Malignant effusion is the accumulation of cavity fluid due to the spread of malignant cells. It is a late-stage manifestation of cancer and is associated with poor prognosis. Since the most frequent cancer in effusions is adenocarcinoma, epithelial cell markers are among those used for the detection of cancer (1,2).

Epithelial cell adhesion molecule (EpCAM) is a 40 kDa transmembrane cell surface glycoprotein that is highly expressed in epithelial cancers and at lower levels in normal epithelia (3). Although it promotes homophilic cell-cell interactions, EpCAM modulates negatively cadherin-mediated cell adhesion resulting in an anti-adhesive effect during neoplasm development (4,5). Besides this, EpCAM was shown to play a role in cell proliferation. EpCAM's signaling mechanism suggests that EpCAM is subject to regulated intramembrane proteolysis and the cleaved intracellular domain is responsible for the induction of EpCAM's target genes (6,7). In gastric cancer, overexpression of EpCAM disrupts cell-cell contact, enabling the cellular migration that is required for metastasis (8).
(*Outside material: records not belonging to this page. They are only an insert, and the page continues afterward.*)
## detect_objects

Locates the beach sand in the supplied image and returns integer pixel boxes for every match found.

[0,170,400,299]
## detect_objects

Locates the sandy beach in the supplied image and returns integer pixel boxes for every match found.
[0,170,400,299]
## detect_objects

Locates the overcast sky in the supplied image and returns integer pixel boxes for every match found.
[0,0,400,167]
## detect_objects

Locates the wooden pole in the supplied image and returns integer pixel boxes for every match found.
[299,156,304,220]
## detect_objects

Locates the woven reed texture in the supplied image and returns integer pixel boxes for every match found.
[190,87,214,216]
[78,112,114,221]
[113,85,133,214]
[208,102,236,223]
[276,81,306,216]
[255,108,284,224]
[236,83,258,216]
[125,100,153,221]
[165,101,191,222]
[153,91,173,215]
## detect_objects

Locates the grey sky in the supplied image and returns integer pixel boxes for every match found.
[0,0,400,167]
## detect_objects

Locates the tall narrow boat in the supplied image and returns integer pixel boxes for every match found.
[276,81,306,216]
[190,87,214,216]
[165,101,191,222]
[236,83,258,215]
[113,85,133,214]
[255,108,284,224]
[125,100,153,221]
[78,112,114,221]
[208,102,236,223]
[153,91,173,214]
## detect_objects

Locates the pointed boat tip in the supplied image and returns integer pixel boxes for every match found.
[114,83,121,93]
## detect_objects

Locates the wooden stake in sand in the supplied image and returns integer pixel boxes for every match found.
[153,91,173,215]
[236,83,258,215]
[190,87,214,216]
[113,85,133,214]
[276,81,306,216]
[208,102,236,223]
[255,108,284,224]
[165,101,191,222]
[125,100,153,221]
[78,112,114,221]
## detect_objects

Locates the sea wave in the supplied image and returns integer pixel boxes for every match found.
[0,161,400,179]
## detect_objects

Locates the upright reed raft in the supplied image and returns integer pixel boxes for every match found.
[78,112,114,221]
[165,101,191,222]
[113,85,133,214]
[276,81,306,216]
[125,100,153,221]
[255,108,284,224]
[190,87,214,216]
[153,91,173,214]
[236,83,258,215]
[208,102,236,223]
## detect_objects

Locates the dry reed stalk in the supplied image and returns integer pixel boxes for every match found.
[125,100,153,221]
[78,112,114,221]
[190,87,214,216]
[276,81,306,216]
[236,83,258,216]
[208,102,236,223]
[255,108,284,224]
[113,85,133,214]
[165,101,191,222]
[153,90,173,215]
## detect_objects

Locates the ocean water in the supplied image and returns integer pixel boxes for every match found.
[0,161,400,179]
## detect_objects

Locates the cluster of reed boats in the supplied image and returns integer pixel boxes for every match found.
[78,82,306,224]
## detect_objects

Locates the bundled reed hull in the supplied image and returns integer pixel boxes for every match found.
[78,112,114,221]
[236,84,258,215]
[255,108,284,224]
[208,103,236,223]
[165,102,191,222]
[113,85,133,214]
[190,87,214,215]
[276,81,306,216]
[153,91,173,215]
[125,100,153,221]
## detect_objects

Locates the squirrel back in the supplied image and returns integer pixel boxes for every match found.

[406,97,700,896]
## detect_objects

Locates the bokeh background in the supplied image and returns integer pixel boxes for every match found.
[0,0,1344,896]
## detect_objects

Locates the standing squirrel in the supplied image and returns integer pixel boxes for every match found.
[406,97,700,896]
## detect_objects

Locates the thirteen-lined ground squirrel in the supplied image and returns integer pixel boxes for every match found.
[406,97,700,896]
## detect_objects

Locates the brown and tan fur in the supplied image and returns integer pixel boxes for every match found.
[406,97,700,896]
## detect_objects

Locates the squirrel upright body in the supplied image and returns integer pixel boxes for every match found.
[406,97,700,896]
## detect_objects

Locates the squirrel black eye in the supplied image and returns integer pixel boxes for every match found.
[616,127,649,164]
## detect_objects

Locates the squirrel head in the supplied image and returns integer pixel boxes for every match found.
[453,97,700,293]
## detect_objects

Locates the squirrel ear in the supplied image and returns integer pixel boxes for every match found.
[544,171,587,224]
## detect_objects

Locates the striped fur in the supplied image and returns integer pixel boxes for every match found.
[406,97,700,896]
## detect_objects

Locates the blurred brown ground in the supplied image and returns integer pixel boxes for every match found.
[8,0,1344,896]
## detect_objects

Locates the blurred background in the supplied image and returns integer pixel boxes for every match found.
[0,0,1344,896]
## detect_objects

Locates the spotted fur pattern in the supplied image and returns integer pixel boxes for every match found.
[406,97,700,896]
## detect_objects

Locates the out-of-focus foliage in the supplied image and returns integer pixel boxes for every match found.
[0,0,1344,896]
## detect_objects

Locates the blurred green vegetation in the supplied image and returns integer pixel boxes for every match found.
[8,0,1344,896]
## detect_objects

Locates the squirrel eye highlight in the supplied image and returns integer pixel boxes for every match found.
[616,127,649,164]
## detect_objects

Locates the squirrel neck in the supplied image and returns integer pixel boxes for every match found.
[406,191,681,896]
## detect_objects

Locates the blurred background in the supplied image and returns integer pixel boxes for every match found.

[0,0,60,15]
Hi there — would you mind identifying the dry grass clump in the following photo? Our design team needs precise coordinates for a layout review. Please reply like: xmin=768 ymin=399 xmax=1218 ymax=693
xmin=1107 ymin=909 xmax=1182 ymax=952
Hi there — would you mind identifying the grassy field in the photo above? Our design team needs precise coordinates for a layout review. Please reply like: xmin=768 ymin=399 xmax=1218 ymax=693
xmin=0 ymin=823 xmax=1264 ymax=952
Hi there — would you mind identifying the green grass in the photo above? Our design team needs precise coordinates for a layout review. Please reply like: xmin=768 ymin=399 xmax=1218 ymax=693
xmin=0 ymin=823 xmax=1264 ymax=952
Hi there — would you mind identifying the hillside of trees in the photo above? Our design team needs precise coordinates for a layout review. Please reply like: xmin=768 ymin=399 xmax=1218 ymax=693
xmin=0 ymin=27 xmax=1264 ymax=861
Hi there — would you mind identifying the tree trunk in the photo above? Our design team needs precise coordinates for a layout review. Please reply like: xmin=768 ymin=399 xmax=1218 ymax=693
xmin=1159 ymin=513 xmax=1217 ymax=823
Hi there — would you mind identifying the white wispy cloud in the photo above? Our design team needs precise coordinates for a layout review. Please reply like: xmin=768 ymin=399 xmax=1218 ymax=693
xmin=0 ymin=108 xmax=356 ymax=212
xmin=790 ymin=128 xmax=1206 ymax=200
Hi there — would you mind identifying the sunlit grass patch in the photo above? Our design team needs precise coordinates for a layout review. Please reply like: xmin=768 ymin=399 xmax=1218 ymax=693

Due to its frequent overexpression in carcinomas, EpCAM has been used as diagnostic/prognostic marker and therapeutic target (9). Liquid biopsy, for instance, a modern technology for cancer prognosis based on markers found in the peripheral blood, may be performed on EpCAM detection. Thus, a large number of antibodies against EpCAM have been used for detection of carcinomas in effusion, blood and in biopsy and surgical specimens.

EpCAM is a polypeptide of 314 amino acids (aa) and contains a large extracellular domain (ectodomain) of 242 aa, a transmembrane domain of 23 aa, and an intracellular domain of 26 aa (10). EpCAM's extracellular domain contains a first motif with epidermal growth factor (EGF)-like repeats, a second motif that resembles a thyroglobulin (TY) type 1A repeat and a third motif that is cysteine free/poor and unrelated to any known molecule (3).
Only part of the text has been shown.